Minacce tutto sommato prevedibili e facili da individuare. Insomma: la complessità nella gestione di un’infrastruttura aziendale era rappresentata solo dal fatto di dover gestire un gran numero di macchine collegate in rete locale e servizi (database gestionali, siti Internet e Intranet) che in caso di infezione avrebbero potuto subire blocchi o perdite di dati.
Tutto è cambiato da quando le aziende sono diventate un obiettivo specifico del cyber-spionaggio. Il cambio di strategia dei pirati, infatti, rende obsoleti i sistemi di protezione che siamo abituati a utilizzare e pongono una serie di problemi ai quali è necessario rispondere in maniera del tutto diversa.
Il primo aspetto di cui bisogna tenere conto è che gli avversari che ci troviamo di fronte hanno caratteristiche diverse rispetto al profilo “classico” del pirata informatico.

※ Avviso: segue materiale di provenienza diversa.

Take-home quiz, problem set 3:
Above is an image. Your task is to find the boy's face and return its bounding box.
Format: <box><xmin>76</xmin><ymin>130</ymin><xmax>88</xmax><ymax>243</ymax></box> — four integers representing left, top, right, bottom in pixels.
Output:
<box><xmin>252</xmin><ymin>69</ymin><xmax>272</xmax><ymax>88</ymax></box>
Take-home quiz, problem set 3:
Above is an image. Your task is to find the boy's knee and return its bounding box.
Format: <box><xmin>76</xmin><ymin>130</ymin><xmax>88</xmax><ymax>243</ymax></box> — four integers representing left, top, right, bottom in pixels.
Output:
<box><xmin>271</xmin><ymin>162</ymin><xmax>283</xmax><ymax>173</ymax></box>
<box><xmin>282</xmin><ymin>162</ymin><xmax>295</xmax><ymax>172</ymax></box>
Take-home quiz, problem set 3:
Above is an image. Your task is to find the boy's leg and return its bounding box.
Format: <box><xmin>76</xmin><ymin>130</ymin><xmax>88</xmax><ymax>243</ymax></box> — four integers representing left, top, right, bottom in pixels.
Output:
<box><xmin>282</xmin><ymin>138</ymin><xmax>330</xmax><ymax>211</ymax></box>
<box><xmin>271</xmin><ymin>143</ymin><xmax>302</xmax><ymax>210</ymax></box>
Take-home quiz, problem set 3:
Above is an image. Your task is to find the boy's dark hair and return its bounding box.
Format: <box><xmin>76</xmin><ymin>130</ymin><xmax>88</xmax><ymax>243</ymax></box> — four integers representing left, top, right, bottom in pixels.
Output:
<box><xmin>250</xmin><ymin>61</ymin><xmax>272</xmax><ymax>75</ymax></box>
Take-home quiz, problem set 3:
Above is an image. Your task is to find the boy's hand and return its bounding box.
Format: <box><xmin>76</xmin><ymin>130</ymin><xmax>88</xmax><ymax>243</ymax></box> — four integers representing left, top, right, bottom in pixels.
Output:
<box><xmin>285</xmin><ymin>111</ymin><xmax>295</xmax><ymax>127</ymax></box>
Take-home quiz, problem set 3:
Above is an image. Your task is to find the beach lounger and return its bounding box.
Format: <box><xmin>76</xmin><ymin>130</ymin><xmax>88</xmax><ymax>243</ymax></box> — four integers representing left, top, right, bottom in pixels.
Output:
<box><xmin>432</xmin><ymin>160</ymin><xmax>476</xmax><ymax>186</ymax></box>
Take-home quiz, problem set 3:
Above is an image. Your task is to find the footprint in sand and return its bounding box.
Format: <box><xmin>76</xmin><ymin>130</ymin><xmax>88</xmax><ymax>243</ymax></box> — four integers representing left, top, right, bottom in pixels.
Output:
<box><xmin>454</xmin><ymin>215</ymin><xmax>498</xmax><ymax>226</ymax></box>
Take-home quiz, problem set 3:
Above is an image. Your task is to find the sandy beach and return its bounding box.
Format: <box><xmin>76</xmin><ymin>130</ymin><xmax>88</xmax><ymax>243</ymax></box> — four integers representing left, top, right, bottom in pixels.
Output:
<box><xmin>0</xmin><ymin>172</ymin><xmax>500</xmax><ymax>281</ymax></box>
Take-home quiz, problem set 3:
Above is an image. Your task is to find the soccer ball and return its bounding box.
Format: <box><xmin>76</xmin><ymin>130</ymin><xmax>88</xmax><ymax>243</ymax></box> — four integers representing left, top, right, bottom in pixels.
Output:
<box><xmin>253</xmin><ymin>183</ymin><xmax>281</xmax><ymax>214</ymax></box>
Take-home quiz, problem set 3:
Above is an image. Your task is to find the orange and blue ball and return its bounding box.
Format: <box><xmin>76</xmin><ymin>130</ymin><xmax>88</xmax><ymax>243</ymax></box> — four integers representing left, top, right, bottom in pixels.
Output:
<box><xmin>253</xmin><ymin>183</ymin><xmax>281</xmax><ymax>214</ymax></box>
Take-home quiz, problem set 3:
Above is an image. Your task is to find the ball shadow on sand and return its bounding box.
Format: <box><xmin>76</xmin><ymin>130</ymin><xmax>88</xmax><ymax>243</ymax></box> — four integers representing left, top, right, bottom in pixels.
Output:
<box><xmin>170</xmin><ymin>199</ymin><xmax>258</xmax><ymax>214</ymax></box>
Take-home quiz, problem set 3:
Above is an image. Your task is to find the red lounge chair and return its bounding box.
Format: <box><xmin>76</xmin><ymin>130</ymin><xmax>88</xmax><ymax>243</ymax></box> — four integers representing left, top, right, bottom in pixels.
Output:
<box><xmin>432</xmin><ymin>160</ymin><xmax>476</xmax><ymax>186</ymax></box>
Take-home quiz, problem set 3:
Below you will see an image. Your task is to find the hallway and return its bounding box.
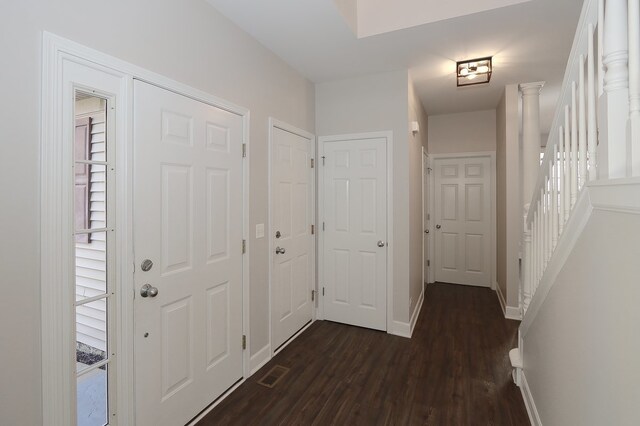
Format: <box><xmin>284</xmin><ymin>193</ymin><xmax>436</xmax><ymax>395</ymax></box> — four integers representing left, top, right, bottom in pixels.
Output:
<box><xmin>198</xmin><ymin>284</ymin><xmax>529</xmax><ymax>426</ymax></box>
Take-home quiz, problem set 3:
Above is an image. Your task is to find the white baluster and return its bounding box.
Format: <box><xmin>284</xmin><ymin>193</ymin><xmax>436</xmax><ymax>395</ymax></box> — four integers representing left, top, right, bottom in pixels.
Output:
<box><xmin>551</xmin><ymin>143</ymin><xmax>560</xmax><ymax>248</ymax></box>
<box><xmin>628</xmin><ymin>0</ymin><xmax>640</xmax><ymax>176</ymax></box>
<box><xmin>564</xmin><ymin>105</ymin><xmax>571</xmax><ymax>223</ymax></box>
<box><xmin>598</xmin><ymin>0</ymin><xmax>631</xmax><ymax>179</ymax></box>
<box><xmin>577</xmin><ymin>55</ymin><xmax>587</xmax><ymax>191</ymax></box>
<box><xmin>558</xmin><ymin>126</ymin><xmax>566</xmax><ymax>234</ymax></box>
<box><xmin>598</xmin><ymin>0</ymin><xmax>604</xmax><ymax>96</ymax></box>
<box><xmin>587</xmin><ymin>24</ymin><xmax>598</xmax><ymax>181</ymax></box>
<box><xmin>520</xmin><ymin>81</ymin><xmax>544</xmax><ymax>205</ymax></box>
<box><xmin>538</xmin><ymin>197</ymin><xmax>544</xmax><ymax>283</ymax></box>
<box><xmin>522</xmin><ymin>226</ymin><xmax>531</xmax><ymax>312</ymax></box>
<box><xmin>570</xmin><ymin>81</ymin><xmax>578</xmax><ymax>209</ymax></box>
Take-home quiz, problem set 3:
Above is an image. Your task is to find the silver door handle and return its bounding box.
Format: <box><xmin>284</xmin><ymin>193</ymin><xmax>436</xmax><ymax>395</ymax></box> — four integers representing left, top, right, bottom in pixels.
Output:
<box><xmin>140</xmin><ymin>284</ymin><xmax>158</xmax><ymax>297</ymax></box>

Non si tratta più di programmatori indipendenti o geniali smanettoni che si divertono a violare qualche rete per gusto personale.
Sempre più spesso si tratta di gruppi criminali organizzati o di professionisti che si mettono al servizio del miglior offerente per colpire un obiettivo ben definito.
Gli attacchi mirati comportano danni notevolmente superiori rispetto ai “semplici” malware di vecchia generazione.
La prima conseguenza di questo nuovo scenario è lo sviluppo di APT (Advanced Persistent Threat) sempre più complessi ed evoluti, che puntano a insediarsi all’interno del network e che consentono ai pirati informatici di muoversi in maniera laterale nella rete per raggiungere i loro obiettivi.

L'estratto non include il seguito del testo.